Mounting Marker Tour Bindings

The thing about skiing the "backcountry" in Pennsylvania is that we don't get a lot of snow.  The highest snow regions in PA average around 150 inches per year (Laurel Highlands) and the Pittsburgh region is much less, around 40 inches if we're lucky.  This means that for "sidecountry" or "urban backcountry" skiing, I need to take out my rock skis.  For this I have relied heavily on my original prototype Goliath skis which have traditional alpine bindings.  I finally found a pair of affordable Marker Tour F10 bindings and decided to mount them on the Goliaths.

The great thing about Marker Duke, Baron, and Tour bindings is that they come with an adhesive mounting template as shown below.


The mounting template gives you the boot/binding center for a range of boot sole lengths, so once you know your boot length you can line up the center of the template as necessary.  At this point you should already have the proper Small or Large binding depending on your boot size.  When finding the boot center location on the ski you have to make sure that the new pilot holes are not too close to past drill holes or you could tear out a screw or weaken the ski too much.  Once you have mounted your template you will need to drill the holes.

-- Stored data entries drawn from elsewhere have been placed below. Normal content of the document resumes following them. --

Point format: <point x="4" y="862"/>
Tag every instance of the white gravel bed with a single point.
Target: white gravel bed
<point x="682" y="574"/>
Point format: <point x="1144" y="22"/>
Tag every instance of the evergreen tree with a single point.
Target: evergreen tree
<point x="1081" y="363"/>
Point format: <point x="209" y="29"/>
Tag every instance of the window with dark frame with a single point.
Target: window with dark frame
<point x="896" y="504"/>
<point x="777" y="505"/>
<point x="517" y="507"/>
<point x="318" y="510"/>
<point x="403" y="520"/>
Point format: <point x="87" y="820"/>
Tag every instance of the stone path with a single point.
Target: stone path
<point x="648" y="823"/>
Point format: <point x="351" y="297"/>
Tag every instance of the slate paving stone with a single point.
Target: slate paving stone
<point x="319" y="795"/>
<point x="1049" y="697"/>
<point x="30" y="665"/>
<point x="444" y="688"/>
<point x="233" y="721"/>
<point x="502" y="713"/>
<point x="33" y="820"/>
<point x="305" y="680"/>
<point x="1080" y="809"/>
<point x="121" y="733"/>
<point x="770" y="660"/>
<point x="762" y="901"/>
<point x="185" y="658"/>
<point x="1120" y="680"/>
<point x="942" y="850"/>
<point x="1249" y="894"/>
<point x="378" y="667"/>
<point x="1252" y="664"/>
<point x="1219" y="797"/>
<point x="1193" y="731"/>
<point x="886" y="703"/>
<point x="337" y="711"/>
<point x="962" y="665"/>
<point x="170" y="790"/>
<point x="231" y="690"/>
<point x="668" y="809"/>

Marker recommends a 9.5 mm deep hole with an unspecified diameter.  A little internet research will point you to a 3.5mm or 3.6mm diameter bit unless you have a metal topsheet in which case a 4.1mm bit is recommended.  In typical frugal engineer fashion, instead of buying a bit I decided to use a bit I had; 3.6mm is equal to 0.142 inches which is remarkably close to a 9/64 inch bit (0.141in).  To get the 9.5mm depth I taped off the drill bit as shown below.  Drill the five holes for the toe and four holes for the heel of each binding using the proper Small or Large pattern.

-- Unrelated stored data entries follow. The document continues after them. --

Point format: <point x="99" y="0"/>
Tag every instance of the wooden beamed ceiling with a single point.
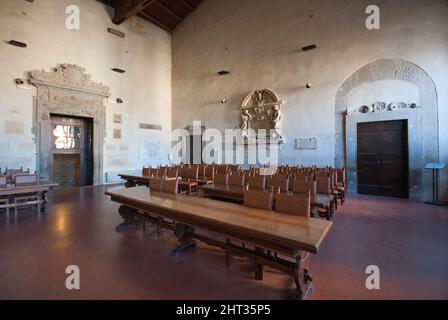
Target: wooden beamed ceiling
<point x="167" y="14"/>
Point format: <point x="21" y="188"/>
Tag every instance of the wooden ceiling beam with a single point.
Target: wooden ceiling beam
<point x="126" y="9"/>
<point x="156" y="22"/>
<point x="169" y="11"/>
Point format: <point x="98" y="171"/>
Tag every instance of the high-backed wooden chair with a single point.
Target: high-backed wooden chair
<point x="324" y="197"/>
<point x="222" y="169"/>
<point x="340" y="184"/>
<point x="302" y="186"/>
<point x="184" y="173"/>
<point x="146" y="172"/>
<point x="3" y="182"/>
<point x="258" y="199"/>
<point x="190" y="180"/>
<point x="172" y="173"/>
<point x="221" y="179"/>
<point x="155" y="184"/>
<point x="206" y="175"/>
<point x="30" y="199"/>
<point x="209" y="172"/>
<point x="236" y="180"/>
<point x="21" y="180"/>
<point x="296" y="204"/>
<point x="170" y="186"/>
<point x="234" y="169"/>
<point x="280" y="181"/>
<point x="257" y="183"/>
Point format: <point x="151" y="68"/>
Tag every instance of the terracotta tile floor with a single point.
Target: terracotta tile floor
<point x="407" y="240"/>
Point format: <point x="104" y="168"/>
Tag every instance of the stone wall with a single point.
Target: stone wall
<point x="260" y="41"/>
<point x="145" y="88"/>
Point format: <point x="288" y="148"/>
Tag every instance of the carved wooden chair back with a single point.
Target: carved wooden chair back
<point x="156" y="184"/>
<point x="296" y="204"/>
<point x="258" y="199"/>
<point x="222" y="169"/>
<point x="3" y="181"/>
<point x="323" y="184"/>
<point x="210" y="172"/>
<point x="236" y="180"/>
<point x="146" y="172"/>
<point x="279" y="180"/>
<point x="172" y="173"/>
<point x="193" y="174"/>
<point x="25" y="180"/>
<point x="170" y="186"/>
<point x="257" y="183"/>
<point x="301" y="186"/>
<point x="221" y="179"/>
<point x="184" y="173"/>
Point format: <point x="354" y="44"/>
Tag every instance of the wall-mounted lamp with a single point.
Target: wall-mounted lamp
<point x="115" y="100"/>
<point x="310" y="47"/>
<point x="21" y="84"/>
<point x="17" y="43"/>
<point x="118" y="70"/>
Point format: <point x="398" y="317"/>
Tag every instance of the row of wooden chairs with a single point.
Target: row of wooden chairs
<point x="298" y="204"/>
<point x="18" y="178"/>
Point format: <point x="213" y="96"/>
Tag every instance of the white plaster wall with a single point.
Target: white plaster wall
<point x="145" y="54"/>
<point x="260" y="42"/>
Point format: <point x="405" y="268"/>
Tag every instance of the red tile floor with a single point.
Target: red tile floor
<point x="407" y="240"/>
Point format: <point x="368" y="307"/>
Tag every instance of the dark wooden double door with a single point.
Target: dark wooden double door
<point x="383" y="159"/>
<point x="71" y="160"/>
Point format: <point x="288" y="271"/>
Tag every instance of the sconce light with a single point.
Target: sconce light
<point x="21" y="84"/>
<point x="17" y="43"/>
<point x="118" y="70"/>
<point x="115" y="100"/>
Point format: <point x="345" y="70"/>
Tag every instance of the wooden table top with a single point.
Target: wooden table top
<point x="286" y="230"/>
<point x="134" y="176"/>
<point x="40" y="186"/>
<point x="237" y="190"/>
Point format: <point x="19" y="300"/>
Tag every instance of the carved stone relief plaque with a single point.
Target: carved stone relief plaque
<point x="261" y="116"/>
<point x="68" y="90"/>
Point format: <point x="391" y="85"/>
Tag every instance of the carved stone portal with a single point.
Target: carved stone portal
<point x="260" y="119"/>
<point x="68" y="90"/>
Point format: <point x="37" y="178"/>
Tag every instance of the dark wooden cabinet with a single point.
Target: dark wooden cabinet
<point x="383" y="159"/>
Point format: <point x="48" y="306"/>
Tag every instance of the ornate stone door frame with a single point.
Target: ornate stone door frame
<point x="415" y="146"/>
<point x="67" y="90"/>
<point x="422" y="116"/>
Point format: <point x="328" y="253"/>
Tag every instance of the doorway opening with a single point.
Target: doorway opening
<point x="71" y="160"/>
<point x="383" y="159"/>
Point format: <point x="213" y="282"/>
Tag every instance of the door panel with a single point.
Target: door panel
<point x="383" y="159"/>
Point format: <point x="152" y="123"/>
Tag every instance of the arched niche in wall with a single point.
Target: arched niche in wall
<point x="68" y="90"/>
<point x="422" y="117"/>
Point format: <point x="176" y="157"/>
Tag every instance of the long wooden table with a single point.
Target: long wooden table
<point x="135" y="180"/>
<point x="224" y="192"/>
<point x="236" y="193"/>
<point x="40" y="190"/>
<point x="239" y="228"/>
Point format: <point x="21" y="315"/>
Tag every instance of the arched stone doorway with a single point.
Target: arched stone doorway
<point x="68" y="91"/>
<point x="422" y="119"/>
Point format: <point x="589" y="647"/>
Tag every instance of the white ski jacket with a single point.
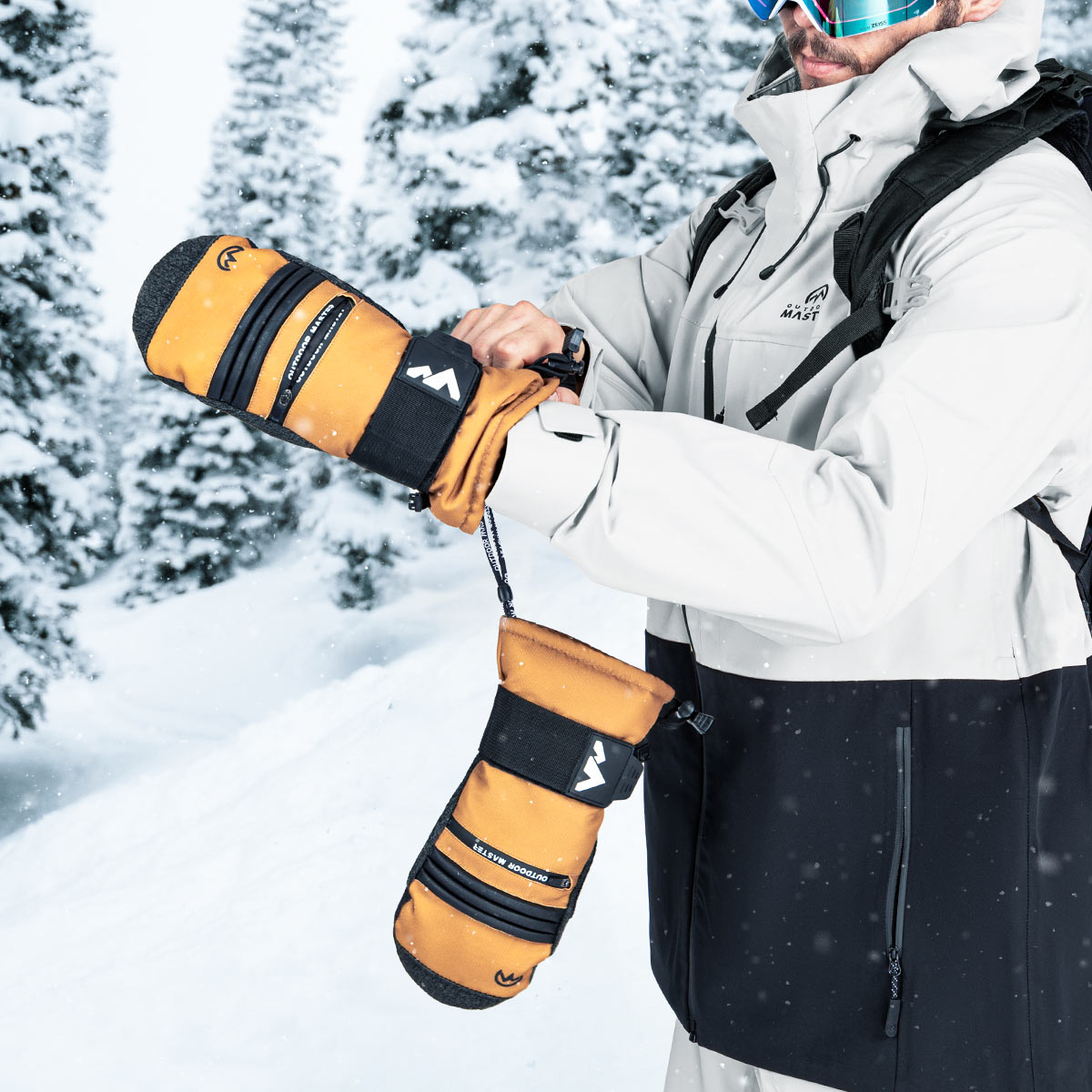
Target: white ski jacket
<point x="867" y="532"/>
<point x="872" y="623"/>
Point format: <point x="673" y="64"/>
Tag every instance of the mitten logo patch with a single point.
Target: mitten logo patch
<point x="227" y="258"/>
<point x="593" y="776"/>
<point x="437" y="381"/>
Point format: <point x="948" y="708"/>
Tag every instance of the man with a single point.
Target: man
<point x="875" y="872"/>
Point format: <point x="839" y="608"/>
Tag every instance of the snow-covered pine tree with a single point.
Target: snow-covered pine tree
<point x="202" y="494"/>
<point x="1067" y="33"/>
<point x="55" y="506"/>
<point x="528" y="145"/>
<point x="677" y="140"/>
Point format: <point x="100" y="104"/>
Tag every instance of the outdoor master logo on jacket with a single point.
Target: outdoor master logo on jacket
<point x="876" y="871"/>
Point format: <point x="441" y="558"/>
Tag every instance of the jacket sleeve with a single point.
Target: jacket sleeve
<point x="973" y="403"/>
<point x="629" y="310"/>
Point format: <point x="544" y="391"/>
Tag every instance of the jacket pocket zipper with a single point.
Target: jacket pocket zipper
<point x="315" y="341"/>
<point x="238" y="370"/>
<point x="896" y="883"/>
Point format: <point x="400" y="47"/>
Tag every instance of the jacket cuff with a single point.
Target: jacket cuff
<point x="552" y="461"/>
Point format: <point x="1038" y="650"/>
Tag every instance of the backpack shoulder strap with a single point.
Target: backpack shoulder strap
<point x="949" y="154"/>
<point x="719" y="214"/>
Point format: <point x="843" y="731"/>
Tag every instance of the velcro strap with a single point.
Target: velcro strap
<point x="420" y="410"/>
<point x="558" y="753"/>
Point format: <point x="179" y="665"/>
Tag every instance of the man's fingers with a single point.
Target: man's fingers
<point x="474" y="321"/>
<point x="509" y="337"/>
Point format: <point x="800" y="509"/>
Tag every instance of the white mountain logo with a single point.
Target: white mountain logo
<point x="593" y="776"/>
<point x="438" y="381"/>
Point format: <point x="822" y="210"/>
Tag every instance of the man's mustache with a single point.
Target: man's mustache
<point x="820" y="47"/>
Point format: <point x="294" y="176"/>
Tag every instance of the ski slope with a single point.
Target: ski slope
<point x="206" y="846"/>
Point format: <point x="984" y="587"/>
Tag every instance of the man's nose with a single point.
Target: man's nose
<point x="796" y="14"/>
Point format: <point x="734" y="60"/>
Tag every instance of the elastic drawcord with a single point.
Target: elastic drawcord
<point x="824" y="183"/>
<point x="489" y="527"/>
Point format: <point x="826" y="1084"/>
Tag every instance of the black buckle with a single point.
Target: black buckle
<point x="685" y="713"/>
<point x="563" y="366"/>
<point x="632" y="774"/>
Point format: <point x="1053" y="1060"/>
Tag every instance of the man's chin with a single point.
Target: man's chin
<point x="816" y="74"/>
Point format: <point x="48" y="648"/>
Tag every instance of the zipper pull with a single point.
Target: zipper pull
<point x="686" y="713"/>
<point x="895" y="969"/>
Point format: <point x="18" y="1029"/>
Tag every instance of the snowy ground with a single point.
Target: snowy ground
<point x="206" y="846"/>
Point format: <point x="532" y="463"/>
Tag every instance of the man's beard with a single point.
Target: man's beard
<point x="823" y="48"/>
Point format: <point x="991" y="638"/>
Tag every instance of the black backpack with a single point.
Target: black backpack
<point x="949" y="153"/>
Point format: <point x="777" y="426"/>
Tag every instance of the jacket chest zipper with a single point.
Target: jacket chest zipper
<point x="713" y="336"/>
<point x="896" y="883"/>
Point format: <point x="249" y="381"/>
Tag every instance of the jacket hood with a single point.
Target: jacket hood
<point x="965" y="71"/>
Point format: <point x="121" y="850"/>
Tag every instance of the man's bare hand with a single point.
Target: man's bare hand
<point x="512" y="337"/>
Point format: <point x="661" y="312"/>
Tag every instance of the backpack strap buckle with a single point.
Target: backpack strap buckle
<point x="904" y="294"/>
<point x="749" y="217"/>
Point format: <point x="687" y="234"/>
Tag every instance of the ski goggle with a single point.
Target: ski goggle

 Once complete, I filled the old holes with a two part epoxy to ensure that water would not get down into the core.



 Prior to mounting the bindings, I filled each drill hole with a water resistant wood glue; epoxy will do the same job.  The glue simply seals water out of the hole and helps keep the screw in place over time.  You can mount the toe or heel part of the binding first, it doesn't matter.  Just make sure the release mechanism operates properly once you've got it mounted.  To install the toe screws you will have to have the binding in the engaged position for some and touring position for others.
 

 

 Once the bindings are mounted you will have to adjust the binding properly for you boot.  This is where I'm supposed to recommend you have this done at your local ski shop so they can properly test release of the boot. However, if you choose to do it yourself, Marker provides instructions.  The DIN setting is simple; the toe piece (on the side) and heel piece (just behind the red indicator gage) each have a screw that adjusts the spring tension.  There are many DIN calculators online.

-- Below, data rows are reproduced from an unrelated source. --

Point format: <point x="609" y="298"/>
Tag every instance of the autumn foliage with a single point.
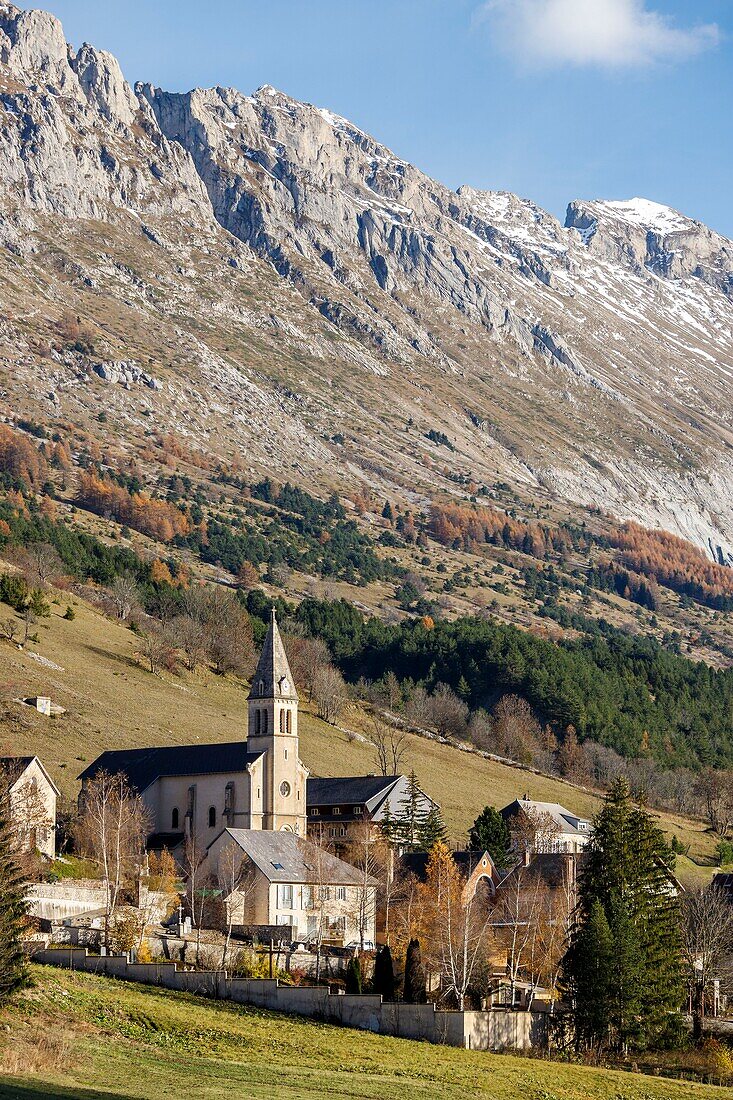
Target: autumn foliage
<point x="675" y="563"/>
<point x="21" y="459"/>
<point x="453" y="525"/>
<point x="155" y="518"/>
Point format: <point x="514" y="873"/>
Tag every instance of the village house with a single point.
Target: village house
<point x="248" y="800"/>
<point x="197" y="790"/>
<point x="546" y="827"/>
<point x="338" y="806"/>
<point x="283" y="879"/>
<point x="32" y="798"/>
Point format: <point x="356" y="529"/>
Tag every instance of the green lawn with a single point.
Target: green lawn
<point x="78" y="1035"/>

Once the DIN is set you will want to adjust the toe plate.  The Marker Duke, Baron, and Tour toe plates are adjustable to fit alpine or touring bindings.  This is adjusted with a screw at the front of the toe piece as shown below.  Marker provides a nice gage to ensure the toe piece is adjusted correctly. Simply place the folded gage between the boot and binding.  adjust the gap until you can pull the gage out and expose the green check mark and not the red x.  If you cannot pull it out at all, then it is too tight.





Finally, you will need to adjust the heel piece.  This can be done when the boot is locked into the binding.  Adjust the screw until it is flush with the binding as shown below.  Make sure to release and lock the boot again to verify.





 I am really looking forward to taking these new bindings out for a test run when PA finally gets some snow this year.